Watch, let's do a more complicated one.
Let's do 6 times 134.
Don't get scared!
What we're going to do is write 134 in expanded form.
In expanded form Charlie, what's 134?
>> Charlie: 100 plus...
>> Professor Perez: That's right.
100 plus 30 plus 4, okay, now, apply the distributive property.
What do we get, Charlie?
What do we do first?
>> Charlie: 6 times 100.
>> Professor Perez: 6 times 100 is 600.
Bring down our operation.
What's next?
>> Charlie: 6 times 30.
>> Professor Perez: 6 times 30 which is what, Charlie?
>> Charlie: 180.
>> Professor Perez: 180, because 6 times 3 is 18 and 6 times 30 is 180.
Okay, Charlie, 6 times 4 is what?
>> Charlie: 24.
>> Professor Perez: 24, okay.
So we work left to right, 600 plus 180 is 780 plus 24 which is 804.
that is the answer.
Now, Let's do the vertical format.
Now, we're going to a vertical format without carrying over.
You'll see what I mean.
Watch, we first start with 6 times 4 which is what, Charlie?
>> Charlie: 24.
>> Professor Perez: 24, that's the distributive property.
And then we do 6 times 3 which is 18.
Now notice, the 3 was in the tens place, so the 18, the 8 is written in the tens place
and we bring down a place holder, 180.
And then we go 6 times 1 which is 6.
It's in the hundreds place, we have 6 hundreds and we put in our place holders there
and you add them all together and the first column is what, Charlie?
>> Charlie: 4.
>> Professor Perez: 4.
Okay, and then we have the 2 and 8 is 10.
Put your 0, carry your 1, and 1 plus 1 plus 6 is 8.
It's 804. That's without the carry over.
Well, let's finish this lecture by doing the carry over here.

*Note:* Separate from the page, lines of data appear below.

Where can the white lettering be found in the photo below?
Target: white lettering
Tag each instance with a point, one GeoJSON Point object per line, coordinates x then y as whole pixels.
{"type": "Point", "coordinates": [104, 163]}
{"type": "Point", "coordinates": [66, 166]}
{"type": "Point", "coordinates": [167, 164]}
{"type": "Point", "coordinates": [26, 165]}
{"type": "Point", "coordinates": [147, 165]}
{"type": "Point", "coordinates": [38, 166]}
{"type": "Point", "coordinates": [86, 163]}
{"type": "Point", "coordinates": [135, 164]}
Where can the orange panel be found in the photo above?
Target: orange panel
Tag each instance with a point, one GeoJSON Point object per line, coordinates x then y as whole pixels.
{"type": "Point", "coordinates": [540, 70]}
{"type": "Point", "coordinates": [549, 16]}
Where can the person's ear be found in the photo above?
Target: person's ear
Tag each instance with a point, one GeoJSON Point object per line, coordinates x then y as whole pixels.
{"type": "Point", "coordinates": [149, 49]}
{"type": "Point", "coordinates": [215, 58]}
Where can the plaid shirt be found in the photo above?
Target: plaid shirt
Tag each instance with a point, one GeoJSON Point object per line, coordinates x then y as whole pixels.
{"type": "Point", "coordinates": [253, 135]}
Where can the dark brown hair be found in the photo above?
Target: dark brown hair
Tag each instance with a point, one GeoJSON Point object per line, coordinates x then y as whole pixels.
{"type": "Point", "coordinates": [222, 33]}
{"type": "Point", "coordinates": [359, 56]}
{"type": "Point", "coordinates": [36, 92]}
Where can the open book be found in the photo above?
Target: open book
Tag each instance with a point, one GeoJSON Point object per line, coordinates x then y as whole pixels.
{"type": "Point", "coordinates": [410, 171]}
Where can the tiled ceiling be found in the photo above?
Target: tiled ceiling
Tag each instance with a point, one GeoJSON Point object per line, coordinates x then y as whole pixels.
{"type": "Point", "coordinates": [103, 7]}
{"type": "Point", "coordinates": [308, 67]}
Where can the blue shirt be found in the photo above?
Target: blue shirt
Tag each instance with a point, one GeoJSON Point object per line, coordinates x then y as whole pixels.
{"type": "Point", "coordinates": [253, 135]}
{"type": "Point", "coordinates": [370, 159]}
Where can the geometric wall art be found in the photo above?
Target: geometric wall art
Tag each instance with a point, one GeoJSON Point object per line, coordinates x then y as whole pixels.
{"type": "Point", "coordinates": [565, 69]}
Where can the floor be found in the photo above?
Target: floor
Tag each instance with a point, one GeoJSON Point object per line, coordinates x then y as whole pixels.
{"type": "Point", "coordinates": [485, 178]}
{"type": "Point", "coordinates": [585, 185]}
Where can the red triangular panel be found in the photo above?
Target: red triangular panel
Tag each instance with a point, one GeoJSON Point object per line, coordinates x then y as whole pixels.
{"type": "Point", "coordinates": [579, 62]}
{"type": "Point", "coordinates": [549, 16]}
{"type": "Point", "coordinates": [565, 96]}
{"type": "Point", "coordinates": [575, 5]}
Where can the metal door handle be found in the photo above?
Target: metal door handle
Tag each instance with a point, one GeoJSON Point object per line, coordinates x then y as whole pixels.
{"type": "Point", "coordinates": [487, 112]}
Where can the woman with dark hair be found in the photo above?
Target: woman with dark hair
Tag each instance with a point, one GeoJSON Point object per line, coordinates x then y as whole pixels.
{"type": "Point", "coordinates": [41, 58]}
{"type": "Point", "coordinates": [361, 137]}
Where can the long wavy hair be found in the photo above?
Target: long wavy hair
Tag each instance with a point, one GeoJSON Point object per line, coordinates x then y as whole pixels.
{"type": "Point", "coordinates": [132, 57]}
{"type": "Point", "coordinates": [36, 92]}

Okay, here we go Charlie, pay attention.
6 times 4 is 24.
Put the 4, carry the 2.
6 times 3 is 18, right?
Add the 2, is 20, put your 0 down, carry the 2, and 6 times 1 is 6 plus 2 is 804.
So there you go.
That's the vertical format.
But these vertical formats are using the distributive property, so there you go.
That's your introduction to the distributive property.
So, we're going to work on multiplication more, in the future, anyway,
keep up with your homework and we'll see you all again soon.